Bab 1139: Bagaimana mungkin itu ada di tanganmu!
## Bab 1139: Bagaimana mungkin itu ada di tanganmu!
Bab 1139 Bagaimana mungkin itu ada di tanganmu!
Dalam hati Si Hongyuan, ketika pertama kali melihat Zhongwu Shiyao, ia mengira itu adalah menantunya yang selama ini tidak pernah ada di sana, tetapi ketika ia mendengar bahwa Tan Yun mengatakan bahwa ia ingin menghancurkan keluarga Zhongli, ia yakin bahwa wanita di hadapannya bukanlah menantunya secara nominal!
Alasan mengapa dia menampar Si Hongshengyuan di wajah adalah karena dia tahu bahwa wanita di depannya yang persis sama dengan menantu perempuannya adalah tunangan Tan Yun!
Ia khawatir Tan Yun akan marah karena hal ini, jadi ia memukuli putranya.
Si Hongshengyuan juga mengetahui niat ayahnya untuk menampar wajahnya, tetapi dia tidak bisa menahan diri untuk mengepalkan tinjunya ke arah Tan Yun: “Pemimpin Sekte, jangan marah, bawahan ini tidak memiliki niat lain.”
“Bawahan ini hanya berpikir bahwa tunangan Anda dan istri saudara laki-laki saya yang kedua, yang belum pernah ke sana, memiliki penampilan yang terlalu mirip.”
“Meskipun saya sudah tidak bertemu adik laki-laki dan perempuan saya selama lebih dari 90 tahun, dalam ingatan bawahan saya, adik laki-laki dan perempuan saya benar-benar terlihat persis seperti tunangan Anda!”
Mendengar itu, Tan Yun mengerutkan kening, “Aku tidak marah, aku hanya penasaran, apakah adik-adikmu benar-benar mirip sekali dengan Shi Yao?”

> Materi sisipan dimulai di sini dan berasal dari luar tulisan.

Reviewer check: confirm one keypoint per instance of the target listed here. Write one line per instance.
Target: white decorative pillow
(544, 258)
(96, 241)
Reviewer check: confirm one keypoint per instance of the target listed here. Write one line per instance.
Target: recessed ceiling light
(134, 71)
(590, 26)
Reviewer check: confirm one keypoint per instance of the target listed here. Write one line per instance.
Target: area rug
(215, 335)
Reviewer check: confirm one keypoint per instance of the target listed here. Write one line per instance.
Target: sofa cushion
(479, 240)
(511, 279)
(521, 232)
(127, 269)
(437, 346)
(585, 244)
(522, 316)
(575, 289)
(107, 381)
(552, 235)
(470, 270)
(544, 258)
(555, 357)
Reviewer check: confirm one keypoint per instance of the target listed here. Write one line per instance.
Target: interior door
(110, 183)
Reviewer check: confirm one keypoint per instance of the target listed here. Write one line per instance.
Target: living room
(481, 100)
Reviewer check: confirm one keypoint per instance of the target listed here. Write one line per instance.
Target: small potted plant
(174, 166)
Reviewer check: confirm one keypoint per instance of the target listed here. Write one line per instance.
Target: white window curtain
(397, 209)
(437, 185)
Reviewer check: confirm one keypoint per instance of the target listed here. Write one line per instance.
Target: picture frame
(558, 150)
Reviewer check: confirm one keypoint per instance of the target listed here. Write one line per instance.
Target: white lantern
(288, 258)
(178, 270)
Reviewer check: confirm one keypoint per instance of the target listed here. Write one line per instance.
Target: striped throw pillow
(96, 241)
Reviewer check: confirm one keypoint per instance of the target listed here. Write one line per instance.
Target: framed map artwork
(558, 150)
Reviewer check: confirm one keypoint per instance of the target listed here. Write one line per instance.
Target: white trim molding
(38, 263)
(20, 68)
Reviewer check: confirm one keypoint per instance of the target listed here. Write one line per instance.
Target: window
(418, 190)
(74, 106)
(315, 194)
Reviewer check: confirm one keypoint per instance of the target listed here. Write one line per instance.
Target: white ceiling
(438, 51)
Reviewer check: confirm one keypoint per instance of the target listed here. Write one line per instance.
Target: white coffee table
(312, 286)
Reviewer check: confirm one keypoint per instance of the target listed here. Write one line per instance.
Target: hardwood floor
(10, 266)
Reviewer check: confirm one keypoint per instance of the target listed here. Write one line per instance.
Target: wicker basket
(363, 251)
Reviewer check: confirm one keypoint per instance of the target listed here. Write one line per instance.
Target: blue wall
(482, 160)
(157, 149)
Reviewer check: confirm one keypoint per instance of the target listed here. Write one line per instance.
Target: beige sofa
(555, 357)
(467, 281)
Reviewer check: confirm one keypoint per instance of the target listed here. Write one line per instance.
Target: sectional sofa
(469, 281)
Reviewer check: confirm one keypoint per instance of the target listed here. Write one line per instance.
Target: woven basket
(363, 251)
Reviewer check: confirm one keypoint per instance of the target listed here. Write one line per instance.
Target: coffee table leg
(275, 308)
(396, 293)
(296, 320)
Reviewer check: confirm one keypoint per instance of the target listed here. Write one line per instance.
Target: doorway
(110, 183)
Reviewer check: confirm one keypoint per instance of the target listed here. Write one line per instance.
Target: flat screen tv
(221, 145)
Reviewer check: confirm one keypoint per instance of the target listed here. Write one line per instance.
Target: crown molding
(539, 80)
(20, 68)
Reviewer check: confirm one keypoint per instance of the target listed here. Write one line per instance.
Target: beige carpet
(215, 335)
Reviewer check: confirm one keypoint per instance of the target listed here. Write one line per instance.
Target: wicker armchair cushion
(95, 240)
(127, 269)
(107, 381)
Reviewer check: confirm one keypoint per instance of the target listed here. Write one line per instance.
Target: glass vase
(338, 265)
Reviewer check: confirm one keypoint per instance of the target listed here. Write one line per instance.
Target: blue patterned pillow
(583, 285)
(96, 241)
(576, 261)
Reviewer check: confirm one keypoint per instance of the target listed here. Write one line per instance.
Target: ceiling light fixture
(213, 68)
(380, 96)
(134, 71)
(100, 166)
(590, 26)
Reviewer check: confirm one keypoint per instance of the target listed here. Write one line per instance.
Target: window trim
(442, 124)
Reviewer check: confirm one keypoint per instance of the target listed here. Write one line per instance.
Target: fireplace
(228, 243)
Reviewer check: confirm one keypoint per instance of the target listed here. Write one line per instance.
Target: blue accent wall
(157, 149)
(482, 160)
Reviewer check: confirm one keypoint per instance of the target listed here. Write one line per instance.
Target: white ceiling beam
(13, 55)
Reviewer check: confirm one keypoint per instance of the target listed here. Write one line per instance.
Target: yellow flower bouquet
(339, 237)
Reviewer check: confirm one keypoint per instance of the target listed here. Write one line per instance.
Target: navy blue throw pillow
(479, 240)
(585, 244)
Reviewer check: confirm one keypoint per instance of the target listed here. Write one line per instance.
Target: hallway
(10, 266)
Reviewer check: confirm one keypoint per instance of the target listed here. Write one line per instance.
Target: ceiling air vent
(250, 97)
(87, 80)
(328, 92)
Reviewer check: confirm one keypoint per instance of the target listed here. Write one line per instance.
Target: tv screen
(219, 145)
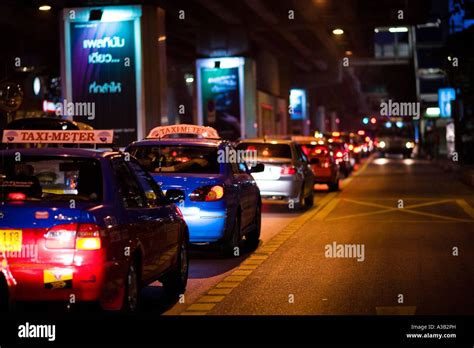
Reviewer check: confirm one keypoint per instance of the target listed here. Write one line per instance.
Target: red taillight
(288, 170)
(207, 194)
(70, 236)
(16, 196)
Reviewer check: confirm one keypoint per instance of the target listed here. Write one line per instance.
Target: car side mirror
(174, 196)
(257, 168)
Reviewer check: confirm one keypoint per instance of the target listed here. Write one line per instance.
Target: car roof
(60, 151)
(268, 141)
(42, 123)
(178, 141)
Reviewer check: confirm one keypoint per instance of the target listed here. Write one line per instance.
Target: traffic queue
(96, 224)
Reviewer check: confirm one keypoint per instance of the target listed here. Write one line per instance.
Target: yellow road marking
(466, 207)
(327, 209)
(225, 287)
(408, 209)
(396, 310)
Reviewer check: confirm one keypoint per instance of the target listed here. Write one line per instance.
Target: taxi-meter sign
(59, 137)
(163, 131)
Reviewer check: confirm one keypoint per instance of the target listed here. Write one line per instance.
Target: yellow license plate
(10, 240)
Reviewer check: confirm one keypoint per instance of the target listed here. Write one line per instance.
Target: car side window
(131, 192)
(154, 195)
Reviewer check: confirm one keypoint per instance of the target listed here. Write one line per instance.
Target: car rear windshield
(178, 159)
(267, 150)
(44, 178)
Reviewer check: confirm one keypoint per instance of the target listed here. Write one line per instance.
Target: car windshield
(43, 178)
(267, 150)
(178, 159)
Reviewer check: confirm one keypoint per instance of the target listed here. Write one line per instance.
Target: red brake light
(207, 194)
(16, 196)
(288, 170)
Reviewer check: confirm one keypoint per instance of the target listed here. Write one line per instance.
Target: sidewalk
(465, 173)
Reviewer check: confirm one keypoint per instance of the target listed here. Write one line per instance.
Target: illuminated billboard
(102, 64)
(221, 95)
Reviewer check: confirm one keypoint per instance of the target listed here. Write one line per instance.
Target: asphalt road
(397, 239)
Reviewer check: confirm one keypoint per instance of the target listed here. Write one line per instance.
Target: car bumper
(85, 282)
(282, 189)
(205, 226)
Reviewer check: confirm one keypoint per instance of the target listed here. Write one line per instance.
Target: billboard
(102, 68)
(297, 104)
(221, 100)
(445, 96)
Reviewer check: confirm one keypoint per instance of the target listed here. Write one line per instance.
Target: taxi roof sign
(13, 136)
(163, 131)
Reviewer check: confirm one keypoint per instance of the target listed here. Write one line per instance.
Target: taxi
(321, 159)
(82, 225)
(221, 202)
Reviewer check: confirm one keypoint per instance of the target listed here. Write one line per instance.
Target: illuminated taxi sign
(163, 131)
(58, 136)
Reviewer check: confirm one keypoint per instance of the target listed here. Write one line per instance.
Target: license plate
(10, 240)
(57, 279)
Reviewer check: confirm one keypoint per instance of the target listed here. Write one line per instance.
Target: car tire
(334, 186)
(228, 246)
(175, 282)
(252, 238)
(309, 201)
(132, 291)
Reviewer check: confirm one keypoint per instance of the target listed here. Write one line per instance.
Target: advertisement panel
(220, 90)
(103, 73)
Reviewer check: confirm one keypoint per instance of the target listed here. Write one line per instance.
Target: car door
(165, 225)
(142, 224)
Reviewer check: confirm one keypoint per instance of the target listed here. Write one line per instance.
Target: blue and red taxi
(221, 202)
(86, 225)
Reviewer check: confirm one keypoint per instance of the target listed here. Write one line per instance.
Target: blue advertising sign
(103, 73)
(297, 104)
(445, 96)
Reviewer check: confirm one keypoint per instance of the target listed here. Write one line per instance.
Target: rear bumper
(81, 283)
(282, 189)
(205, 226)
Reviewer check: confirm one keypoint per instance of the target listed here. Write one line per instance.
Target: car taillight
(70, 236)
(207, 194)
(16, 196)
(61, 237)
(286, 170)
(88, 237)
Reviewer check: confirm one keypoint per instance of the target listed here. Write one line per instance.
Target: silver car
(287, 177)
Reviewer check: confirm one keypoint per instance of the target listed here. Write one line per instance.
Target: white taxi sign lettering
(162, 131)
(58, 136)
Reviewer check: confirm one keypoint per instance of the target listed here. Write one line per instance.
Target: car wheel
(229, 246)
(253, 237)
(334, 186)
(175, 282)
(309, 201)
(131, 295)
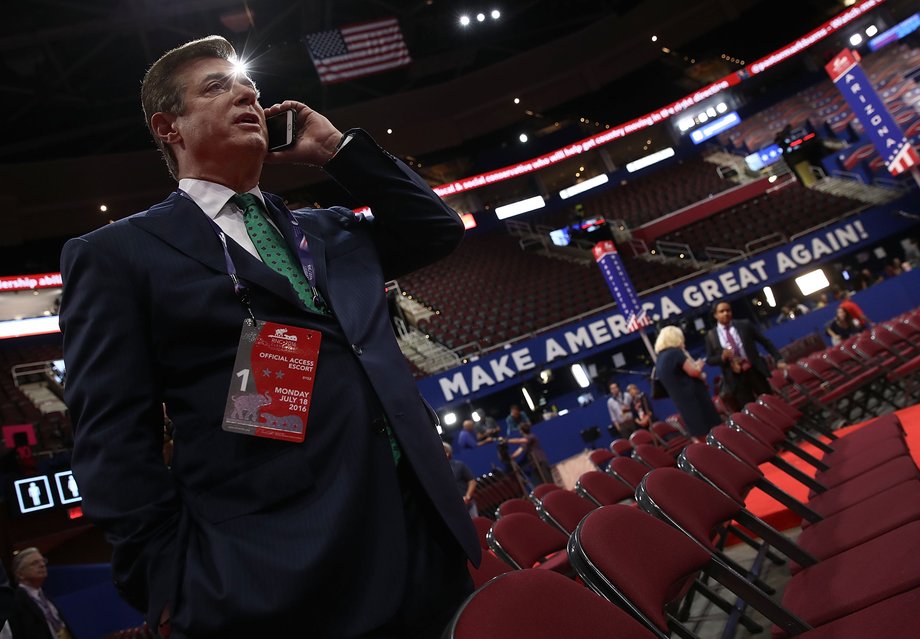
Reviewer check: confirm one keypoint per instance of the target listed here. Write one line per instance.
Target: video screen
(764, 157)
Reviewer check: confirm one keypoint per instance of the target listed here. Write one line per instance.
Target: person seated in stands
(467, 438)
(641, 407)
(894, 267)
(515, 420)
(530, 456)
(851, 307)
(842, 326)
(619, 409)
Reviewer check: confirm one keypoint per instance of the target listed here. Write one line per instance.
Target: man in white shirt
(618, 406)
(733, 346)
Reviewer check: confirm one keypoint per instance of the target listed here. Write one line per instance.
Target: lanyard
(239, 289)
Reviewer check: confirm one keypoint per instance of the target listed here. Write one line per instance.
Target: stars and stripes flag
(357, 50)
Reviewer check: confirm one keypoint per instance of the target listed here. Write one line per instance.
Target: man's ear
(164, 126)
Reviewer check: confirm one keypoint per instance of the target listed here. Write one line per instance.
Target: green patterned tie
(274, 252)
(272, 248)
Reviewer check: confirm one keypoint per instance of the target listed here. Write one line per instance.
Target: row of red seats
(853, 571)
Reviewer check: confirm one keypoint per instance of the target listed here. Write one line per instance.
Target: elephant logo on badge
(291, 423)
(246, 407)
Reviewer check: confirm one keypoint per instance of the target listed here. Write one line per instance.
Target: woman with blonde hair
(685, 381)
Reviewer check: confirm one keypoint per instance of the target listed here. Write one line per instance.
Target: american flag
(357, 50)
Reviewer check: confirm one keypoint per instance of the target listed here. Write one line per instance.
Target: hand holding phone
(280, 130)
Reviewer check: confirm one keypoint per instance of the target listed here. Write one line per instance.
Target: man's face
(723, 313)
(222, 116)
(34, 570)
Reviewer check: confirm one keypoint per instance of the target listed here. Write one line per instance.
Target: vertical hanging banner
(857, 89)
(611, 264)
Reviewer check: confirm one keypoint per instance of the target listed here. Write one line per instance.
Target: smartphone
(280, 130)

Saat ini, Zhong Wu Shiyao, Su Bing, Yuqin, Mengjia, dan Xian’er juga cukup penasaran.
“Ya, Ketua Sekte, jika Anda tidak percaya, lihat!” Si Hongshengyuan melambaikan lengan kanannya sambil berbicara, dan genangan kekuatan spiritual memadatkan sebuah gambar di kehampaan.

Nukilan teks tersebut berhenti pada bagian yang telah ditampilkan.